Faut-il remettre en cause l’activité touristique en France ?
Trois chercheurs en économie du développement pointent, dans une tribune au « Monde », les incohérences entre les investissements privés, et surtout publics, dans l’industrie du tourisme et les ambitions affichées en matière de sobriété par le gouvernement.
Eric Adamkiewicz
maître de conférences en développement territorial à l’université Toulouse-III
Philippe Naccache
professeur associé en stratégie et développement durable à l’Inseec
Julien Pillot
enseignant-chercheur en économie à l’Inseec et chercheur associé CNRS
Un article qui met en cause la pertinence écologique de l’activité des touristes en France. Le problème est que cette activité représente plus de 7 % du PIB et qu’il faudra du temps pour gérer les évolutions de volume et de contenu de ce secteur. À noter aussi que le tourisme des Français à l’étranger pourrait paraître aussi peu pertinent.

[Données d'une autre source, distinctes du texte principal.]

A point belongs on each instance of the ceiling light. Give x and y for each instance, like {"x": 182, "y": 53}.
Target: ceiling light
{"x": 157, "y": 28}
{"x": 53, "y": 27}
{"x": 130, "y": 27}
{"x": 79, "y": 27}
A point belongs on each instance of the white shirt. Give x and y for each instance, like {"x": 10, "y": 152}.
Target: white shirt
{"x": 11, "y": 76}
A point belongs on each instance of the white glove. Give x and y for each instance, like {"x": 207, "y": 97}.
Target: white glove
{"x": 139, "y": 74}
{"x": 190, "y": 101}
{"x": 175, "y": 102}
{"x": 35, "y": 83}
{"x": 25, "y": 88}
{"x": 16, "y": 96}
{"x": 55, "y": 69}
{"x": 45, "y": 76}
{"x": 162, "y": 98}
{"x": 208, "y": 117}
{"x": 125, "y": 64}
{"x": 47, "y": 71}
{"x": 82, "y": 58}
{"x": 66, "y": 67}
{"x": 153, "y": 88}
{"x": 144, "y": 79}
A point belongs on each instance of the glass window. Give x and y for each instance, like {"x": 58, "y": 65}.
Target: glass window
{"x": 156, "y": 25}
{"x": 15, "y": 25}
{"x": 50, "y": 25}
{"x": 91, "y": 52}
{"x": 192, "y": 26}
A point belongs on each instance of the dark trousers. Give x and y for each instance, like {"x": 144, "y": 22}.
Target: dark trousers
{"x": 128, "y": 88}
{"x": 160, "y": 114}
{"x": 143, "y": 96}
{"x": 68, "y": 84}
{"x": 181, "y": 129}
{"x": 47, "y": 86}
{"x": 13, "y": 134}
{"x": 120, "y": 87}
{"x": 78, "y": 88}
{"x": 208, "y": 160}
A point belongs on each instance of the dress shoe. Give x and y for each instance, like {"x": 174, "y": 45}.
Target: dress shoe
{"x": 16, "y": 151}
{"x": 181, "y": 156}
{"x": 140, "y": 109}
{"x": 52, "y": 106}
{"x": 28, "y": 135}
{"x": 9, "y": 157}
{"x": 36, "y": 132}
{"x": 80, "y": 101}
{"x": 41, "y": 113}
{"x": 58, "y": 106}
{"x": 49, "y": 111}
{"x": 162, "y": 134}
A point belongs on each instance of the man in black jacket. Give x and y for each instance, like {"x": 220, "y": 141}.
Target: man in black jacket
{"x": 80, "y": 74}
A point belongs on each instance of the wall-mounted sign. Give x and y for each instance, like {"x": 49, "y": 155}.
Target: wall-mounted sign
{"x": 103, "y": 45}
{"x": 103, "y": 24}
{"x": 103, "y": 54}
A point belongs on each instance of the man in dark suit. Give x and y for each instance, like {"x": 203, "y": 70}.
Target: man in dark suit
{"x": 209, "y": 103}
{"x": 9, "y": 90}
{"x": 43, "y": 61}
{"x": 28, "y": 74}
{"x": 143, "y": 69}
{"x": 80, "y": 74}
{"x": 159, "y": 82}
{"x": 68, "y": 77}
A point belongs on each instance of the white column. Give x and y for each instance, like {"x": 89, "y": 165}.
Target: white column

Consommation touristique intérieure et poids dans le consommation touristique des visiteurs étrangers s’élève à 50,8 milliards d’euros et est en baisse de 3,0 % par rapport à 2015. Les visiteurs étrangers contribuent en 2016 à -1,0 point de croissance de la consommation touristique intérieure et les visiteurs français à 1,0 point de croissance. La consommation touristique intérieure représente 7,13 % du PIB de l’année 2016, dont 4,85% pour la consommation des visiteurs français et 2,28% pour celle des visiteurs étrangers.
Sources : DGE, compte satellite du tourisme (base 2010) ; Insee, comptes nationaux (base 2010). NDLR
Le 26 juin 2020, au plus fort de la crise Covid, et alors que beaucoup de réflexions s’articulaient autour de l’avènement d’un hypothétique « monde d’après », nous signions une tribune dans Le Monde au titre pour le moins évocateur : « La transition écologique et le tourisme responsable sont incompatibles avec la massification des voyages ». Depuis, la pandémie a reculé et l’économie du tourisme a repris ses droits.
Frappée d’amnésie et incapable de se réformer, elle ne semble pas avoir pris la mesure du problème systémique dont elle souffre. Il en va des investissements privés, à l’image des carnets de commandes records chez les avionneurs ou les croisiéristes, tandis que se multiplient les programmes immobiliers de standing essentiellement destinés à la clientèle étrangère au bilan carbone chargé. Gourmands en ressources, ils contribuent également à l’accroissement du prix du foncier et à l’exode de la population active, notamment la plus jeune, des territoires touristiques.
Nous attendons avec impatience de voir comment tout cet écosystème parviendra à justifier ces investissements massifs, toujours orientés vers les volumes, au regard des objectifs de décarbonation affichés, parfois même inscrits dans le rapport de responsabilité sociétale des entreprises (RSE) des sociétés impliquées. Plus étonnamment, la fièvre des investissements semble également avoir repris du côté de la puissance publique, bien loin des objectifs de sobriété affichés.
En témoignent les ambitions démesurées pour les Jeux olympiques de Paris, un plan de relance pour la montagne – qui n’est que l’empilage de rustines obsolètes largement consacrées au soutien de l’économie de l’or blanc – ou les propos récemment tenus le 29 août par Olivia Grégoire, ministre déléguée au tourisme, « ensemble, nous avons bien l’intention de rester la première destination mondiale ».
La même Olivia Grégoire qui n’exclut pas de poursuivre la trajectoire pré-Covid et son objectif de… 100 millions de touristes annuellement accueillis sur notre sol. Notons qu’au-delà de ces investissements dispendieux et aux retombées incertaines, une véritable stratégie ferroviaire se fait toujours attendre… A y regarder de plus près, la posture de la ministre déléguée au tourisme dérange autant que la stratégie de l’Etat qui semble bloquée sur des discours qui ont accompagné les plans de la DATAR des années 1960.
Elle paraît en effet parfaitement contracyclique alors que les Français sont appelés à davantage de sobriété, dans un contexte certes conjoncturel de crise énergétique, mais structurel sur le plan du changement climatique. Plus grave encore, cette politique pro-tourisme construite lors des « trente glorieuses » semble ignorer que nous venons de vivre un été 2022 caniculaire qui nous rappelle combien la raréfaction de nos ressources naturelles, notamment en eau, est déjà bien engagée, et ne fera que s’aggraver dans les prochaines années.